Quote stealing: "Life is wonderful."

Shitposting: "Some of you are alright. Don't go to the funeral home tomorrow."

Most likely: "I'm dying of boredom, give me something to do."


----------



## casE sensiTive (Jul 2, 2019)

“Laugh and grow fat”


----------



## Scarlett Johansson (Jul 2, 2019)

"Heathcliff...its me Cathy I've come home. I'm so cohohohoollld let me into your windooooow"


----------



## Mesh Gear Fox (Jul 2, 2019)

Fuck all of you


----------



## kadoink (Jul 2, 2019)

..Scarlet Johannsen was always just a 7/10.


----------



## Shokaract (Jul 2, 2019)

I'm leaving everything to my cats.


----------



## ToroidalBoat (Jul 2, 2019)

I may not be surprised if my last words are "what was that?"


----------



## Absolute Brainlet (Jul 2, 2019)

"Okay, I'll admit it... I fucking hate niggers."


----------



## FakeishNamedicoot (Jul 2, 2019)

Stop being such a pussy. I already said it wasn't loaded. See?


----------



## Easterling (Jul 2, 2019)

"The jews did this"


----------



## Bonecollector (Jul 2, 2019)

Probably some dumb-ass animal trivia. "Did you know that a dog has special muscles around their eyes so it can do its signature 'puppy eyes'?"


----------



## Shaved Kiwis (Jul 2, 2019)

Might be stretching the definition of last words, but I'd go with the lyrics to Rapper's Delight. The doctors, nurses and patients start slowly filing in as I keep rapping until I reach the final line and right as the last word escapes my lips all you hear is a loud thud as I hit the ground followed by the heart monitor signaling a flatline with a loud consistent BEEEEEEEEEEEEEEEEEEEEEEEEEEEEEEEEEE.

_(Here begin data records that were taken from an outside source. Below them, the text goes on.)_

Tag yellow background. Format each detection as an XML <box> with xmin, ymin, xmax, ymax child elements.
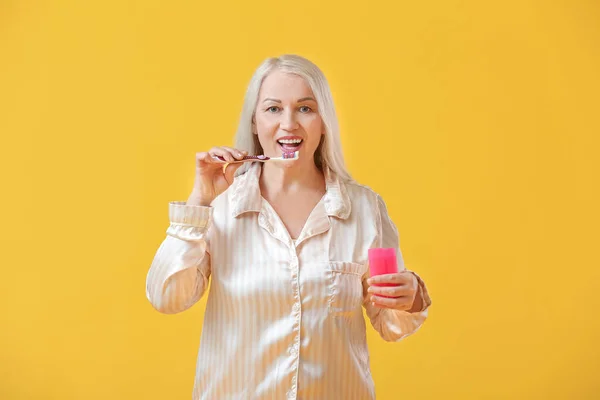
<box><xmin>0</xmin><ymin>0</ymin><xmax>600</xmax><ymax>400</ymax></box>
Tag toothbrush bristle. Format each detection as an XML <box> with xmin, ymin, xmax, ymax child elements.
<box><xmin>283</xmin><ymin>151</ymin><xmax>299</xmax><ymax>160</ymax></box>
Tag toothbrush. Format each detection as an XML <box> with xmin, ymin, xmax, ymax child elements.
<box><xmin>214</xmin><ymin>151</ymin><xmax>300</xmax><ymax>164</ymax></box>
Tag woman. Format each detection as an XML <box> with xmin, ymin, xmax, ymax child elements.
<box><xmin>146</xmin><ymin>55</ymin><xmax>431</xmax><ymax>400</ymax></box>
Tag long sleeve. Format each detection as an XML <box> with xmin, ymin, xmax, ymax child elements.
<box><xmin>146</xmin><ymin>201</ymin><xmax>212</xmax><ymax>314</ymax></box>
<box><xmin>363</xmin><ymin>195</ymin><xmax>431</xmax><ymax>342</ymax></box>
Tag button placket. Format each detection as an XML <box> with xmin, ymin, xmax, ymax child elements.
<box><xmin>287</xmin><ymin>244</ymin><xmax>302</xmax><ymax>399</ymax></box>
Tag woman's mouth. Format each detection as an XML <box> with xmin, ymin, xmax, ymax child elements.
<box><xmin>277</xmin><ymin>138</ymin><xmax>304</xmax><ymax>153</ymax></box>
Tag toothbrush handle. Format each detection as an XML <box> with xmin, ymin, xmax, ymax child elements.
<box><xmin>214</xmin><ymin>155</ymin><xmax>270</xmax><ymax>164</ymax></box>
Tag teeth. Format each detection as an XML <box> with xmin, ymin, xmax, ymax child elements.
<box><xmin>278</xmin><ymin>139</ymin><xmax>302</xmax><ymax>144</ymax></box>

I'm not even really big on this song or rap in general. I think it's mostly down to me being old and therefore conditioned by legacy media to find old rapping white guys amusing.


----------



## KittyGremlin (Jul 2, 2019)

Forgive me, Master, but I have to go all out. Just this once.


----------



## Prince Lotor (Jul 2, 2019)

I'll go with Buddy Cole's sassy supposition


----------



## FeverGlitch (Jul 2, 2019)

"OOF"


----------



## TowinKarz (Jul 3, 2019)

"Anyone else tasting metal in their mouth right now? Or is that just me?"


----------



## murgatroid (Jul 3, 2019)

This is good, isn't it?


----------



## The best and greatest (Jul 3, 2019)

Oh no


----------



## Vitoze (Jul 3, 2019)

All these gamer moments will be lost like Vbucks in the In game shop.


----------



## Freddy Freaker (Jul 3, 2019)

So much for the tolerant left


----------



## Scarlett Johansson (Jul 3, 2019)

Once upon a time, there were three little girls who went to the police academy, and they were each assigned very hazardous duties. But I took them away from all that and now they work for me. My name is Charlie.


----------



## Milk Mage (Jul 3, 2019)

"My only regret...is that I have...boneitis."


----------



## JosephStalin (Jul 3, 2019)

ADIOS, MOTHERFUCKERS!


----------



## Aria (Aug 19, 2019)

I wouldn't even rape you


----------



## The Saltening (Aug 19, 2019)

YEET!


----------



## ProgKing of the North (Aug 19, 2019)

“I wonder what this big red button does”


----------



## Rancid Flid (Aug 19, 2019)

"I fucked your mom & she was shit. Oy vey, shut it down"


----------



## John Q Niggerfaggot (Aug 19, 2019)

"The Industrial Revolution and its consequences have been a disaster for the human race"


----------



## From The Uncanny Valley (Aug 19, 2019)

OH GOD EVERYONE WAS WRONG


----------



## LateNightMuffin (Aug 19, 2019)

Either

a) maybe now i can catch up on my sleep;

or 

b) yay! one human down, seven billion to go.


----------



## ScamL Likely (Aug 19, 2019)

To paraphrase a certain Applebee's waiter,

"YOU'RE ALL A BUNCH OF WHITE NIGGÈRS!"


----------



## la mort (Aug 19, 2019)

“What a beautiful day to shop at Walmart”


----------



## From The Uncanny Valley (Aug 19, 2019)

la mort said:


> “What a beautiful day to shop at Walmart”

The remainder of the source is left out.